Gov. Ralph Torres and Lt. Gov. Victor Hocog declared January “Stalking and Human Trafficking Prevention Awareness Month” during a proclamation signing yesterday on Capital Hill.
The proclamation urges the raising of awareness of these heinous crimes—of exploited labor, sex, or stalking—against humanity, and rallies the community to reach out to victims, show support, and that help is available.
Black cutouts of silhouettes symbolizing the “silent victims among us” lined the walls of the Office of the Governor. The silhouettes will be displayed in hotel lobbies and brought to school as part of outreach efforts this month.
“These are our islands,” Torres said in reading and signing the proclamation. “We will not allow fear in our community.”
Torres told community members and advocates gathered at yesterday’s signing event that “force, fraud, and coercion” should never be allowed, especially in a small island community where “we can really feel it, and see it.”
Lawyer Pamela Brown, reading statements prepared by U.S. Attorney Alicia Limtiaco of Guam—who could not attend the event due to flight issues—said over 800 cases have been prosecuted by federal officials between 2009 and 2014.
All nations have a part to play in keeping the world safe and to build a future where perpetrators are brought to justice and no one denied is their rights, she said.
“It’s about modern slave trading…in all its forms,” said Brown.

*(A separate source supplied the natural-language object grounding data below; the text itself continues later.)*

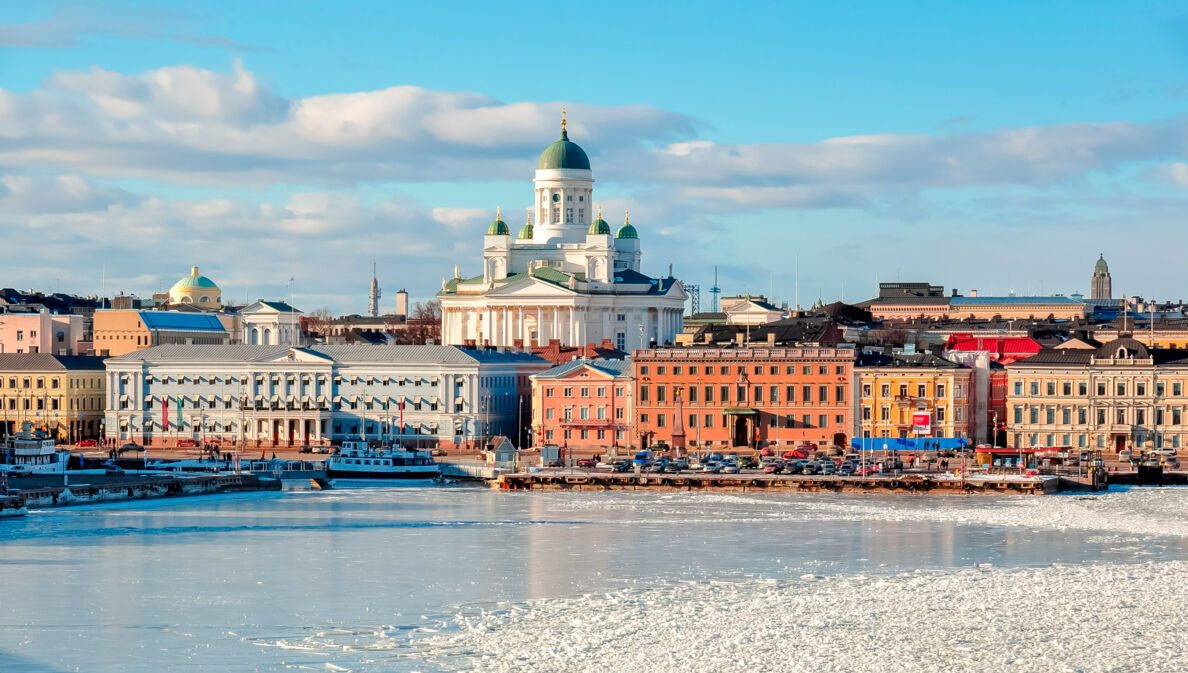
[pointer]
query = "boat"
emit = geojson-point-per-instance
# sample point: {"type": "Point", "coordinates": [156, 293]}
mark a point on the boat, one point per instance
{"type": "Point", "coordinates": [356, 459]}
{"type": "Point", "coordinates": [32, 453]}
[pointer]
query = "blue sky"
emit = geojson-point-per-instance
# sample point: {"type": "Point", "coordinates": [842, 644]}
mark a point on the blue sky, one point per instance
{"type": "Point", "coordinates": [994, 146]}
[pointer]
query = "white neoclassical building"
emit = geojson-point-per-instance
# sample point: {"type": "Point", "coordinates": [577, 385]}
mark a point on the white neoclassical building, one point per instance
{"type": "Point", "coordinates": [270, 324]}
{"type": "Point", "coordinates": [567, 277]}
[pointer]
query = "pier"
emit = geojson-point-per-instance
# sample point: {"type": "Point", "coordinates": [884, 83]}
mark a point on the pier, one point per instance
{"type": "Point", "coordinates": [96, 489]}
{"type": "Point", "coordinates": [991, 484]}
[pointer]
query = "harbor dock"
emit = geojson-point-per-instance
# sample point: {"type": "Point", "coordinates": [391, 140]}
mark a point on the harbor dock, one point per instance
{"type": "Point", "coordinates": [567, 480]}
{"type": "Point", "coordinates": [94, 489]}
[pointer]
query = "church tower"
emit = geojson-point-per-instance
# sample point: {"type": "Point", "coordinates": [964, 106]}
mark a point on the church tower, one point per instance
{"type": "Point", "coordinates": [1100, 283]}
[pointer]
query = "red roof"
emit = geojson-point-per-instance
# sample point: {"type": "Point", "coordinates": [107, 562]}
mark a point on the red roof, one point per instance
{"type": "Point", "coordinates": [1003, 350]}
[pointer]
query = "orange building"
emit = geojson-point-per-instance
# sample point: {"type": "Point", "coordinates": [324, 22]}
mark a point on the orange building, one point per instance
{"type": "Point", "coordinates": [744, 397]}
{"type": "Point", "coordinates": [583, 404]}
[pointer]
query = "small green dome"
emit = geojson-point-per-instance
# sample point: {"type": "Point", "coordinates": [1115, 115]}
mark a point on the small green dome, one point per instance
{"type": "Point", "coordinates": [499, 227]}
{"type": "Point", "coordinates": [626, 230]}
{"type": "Point", "coordinates": [599, 226]}
{"type": "Point", "coordinates": [195, 281]}
{"type": "Point", "coordinates": [563, 155]}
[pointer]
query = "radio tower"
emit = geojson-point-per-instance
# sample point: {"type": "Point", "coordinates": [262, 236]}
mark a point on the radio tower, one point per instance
{"type": "Point", "coordinates": [373, 304]}
{"type": "Point", "coordinates": [714, 291]}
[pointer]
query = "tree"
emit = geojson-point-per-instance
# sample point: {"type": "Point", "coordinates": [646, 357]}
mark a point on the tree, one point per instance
{"type": "Point", "coordinates": [424, 324]}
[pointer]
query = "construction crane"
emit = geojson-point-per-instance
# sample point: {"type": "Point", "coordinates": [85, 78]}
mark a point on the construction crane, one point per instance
{"type": "Point", "coordinates": [714, 291]}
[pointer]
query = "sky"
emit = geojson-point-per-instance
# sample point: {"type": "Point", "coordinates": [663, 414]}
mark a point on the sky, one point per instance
{"type": "Point", "coordinates": [806, 150]}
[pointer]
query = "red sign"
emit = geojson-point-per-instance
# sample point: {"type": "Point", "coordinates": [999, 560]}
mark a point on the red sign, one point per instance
{"type": "Point", "coordinates": [921, 422]}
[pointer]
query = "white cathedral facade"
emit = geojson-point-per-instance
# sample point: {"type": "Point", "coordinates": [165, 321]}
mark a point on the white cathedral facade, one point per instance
{"type": "Point", "coordinates": [567, 277]}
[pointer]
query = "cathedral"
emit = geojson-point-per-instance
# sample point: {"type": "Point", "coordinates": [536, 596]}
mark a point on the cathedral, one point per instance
{"type": "Point", "coordinates": [568, 277]}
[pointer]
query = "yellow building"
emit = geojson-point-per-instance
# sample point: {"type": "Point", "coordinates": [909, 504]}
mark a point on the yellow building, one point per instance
{"type": "Point", "coordinates": [197, 290]}
{"type": "Point", "coordinates": [1119, 396]}
{"type": "Point", "coordinates": [893, 388]}
{"type": "Point", "coordinates": [59, 394]}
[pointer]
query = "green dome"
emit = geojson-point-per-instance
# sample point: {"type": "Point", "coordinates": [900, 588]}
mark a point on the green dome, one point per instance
{"type": "Point", "coordinates": [499, 227]}
{"type": "Point", "coordinates": [563, 155]}
{"type": "Point", "coordinates": [195, 281]}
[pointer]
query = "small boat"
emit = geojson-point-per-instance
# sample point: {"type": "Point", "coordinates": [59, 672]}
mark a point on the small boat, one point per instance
{"type": "Point", "coordinates": [356, 459]}
{"type": "Point", "coordinates": [32, 453]}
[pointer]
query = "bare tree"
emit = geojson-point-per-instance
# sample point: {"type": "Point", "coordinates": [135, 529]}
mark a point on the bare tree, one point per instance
{"type": "Point", "coordinates": [424, 322]}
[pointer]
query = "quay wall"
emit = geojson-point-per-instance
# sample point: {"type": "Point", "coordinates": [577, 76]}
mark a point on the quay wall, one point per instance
{"type": "Point", "coordinates": [144, 489]}
{"type": "Point", "coordinates": [733, 483]}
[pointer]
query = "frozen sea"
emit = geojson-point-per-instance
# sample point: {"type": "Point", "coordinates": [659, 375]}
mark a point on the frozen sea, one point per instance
{"type": "Point", "coordinates": [437, 579]}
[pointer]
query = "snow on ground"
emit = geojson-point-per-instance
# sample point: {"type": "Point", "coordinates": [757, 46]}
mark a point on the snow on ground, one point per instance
{"type": "Point", "coordinates": [1137, 511]}
{"type": "Point", "coordinates": [1059, 618]}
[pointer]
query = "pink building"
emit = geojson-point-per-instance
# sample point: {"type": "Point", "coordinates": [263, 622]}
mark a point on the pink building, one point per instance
{"type": "Point", "coordinates": [585, 406]}
{"type": "Point", "coordinates": [42, 333]}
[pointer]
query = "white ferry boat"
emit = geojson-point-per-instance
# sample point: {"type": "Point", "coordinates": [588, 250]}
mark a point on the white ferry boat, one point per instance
{"type": "Point", "coordinates": [32, 453]}
{"type": "Point", "coordinates": [356, 460]}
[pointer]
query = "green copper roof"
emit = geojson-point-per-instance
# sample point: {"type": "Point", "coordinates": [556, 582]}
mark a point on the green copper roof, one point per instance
{"type": "Point", "coordinates": [498, 227]}
{"type": "Point", "coordinates": [563, 155]}
{"type": "Point", "coordinates": [599, 226]}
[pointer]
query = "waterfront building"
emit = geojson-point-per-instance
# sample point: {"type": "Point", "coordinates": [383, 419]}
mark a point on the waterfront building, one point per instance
{"type": "Point", "coordinates": [1101, 285]}
{"type": "Point", "coordinates": [119, 332]}
{"type": "Point", "coordinates": [1017, 308]}
{"type": "Point", "coordinates": [1120, 395]}
{"type": "Point", "coordinates": [750, 310]}
{"type": "Point", "coordinates": [568, 277]}
{"type": "Point", "coordinates": [583, 404]}
{"type": "Point", "coordinates": [893, 389]}
{"type": "Point", "coordinates": [62, 395]}
{"type": "Point", "coordinates": [271, 396]}
{"type": "Point", "coordinates": [43, 332]}
{"type": "Point", "coordinates": [196, 289]}
{"type": "Point", "coordinates": [270, 324]}
{"type": "Point", "coordinates": [744, 396]}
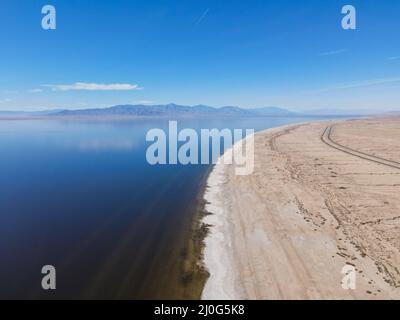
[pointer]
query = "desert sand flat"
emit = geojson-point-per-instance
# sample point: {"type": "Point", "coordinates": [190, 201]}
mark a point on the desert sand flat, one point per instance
{"type": "Point", "coordinates": [309, 209]}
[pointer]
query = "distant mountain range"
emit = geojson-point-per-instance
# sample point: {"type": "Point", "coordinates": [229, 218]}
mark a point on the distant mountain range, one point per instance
{"type": "Point", "coordinates": [174, 110]}
{"type": "Point", "coordinates": [154, 110]}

Sr. Stella Mangona said a prayer for St. Josephine Bakhita, the saint for victims of human trafficking, who was born in Sudan, kidnapped, and sold and resold as a slave.
According to the proclamation, human trafficking is the fastest growing criminal industry in the world, with nearly 27 million victims of sex slavery. Between 100,000 to 300,000 U.S. children are enslaved in sex trafficking each year. In the U.S., the average age of recruitment into sex slavery is 12 to 14 years old.
Approximately 20 percent of all Internet pornography involves children who are victims of human trafficking.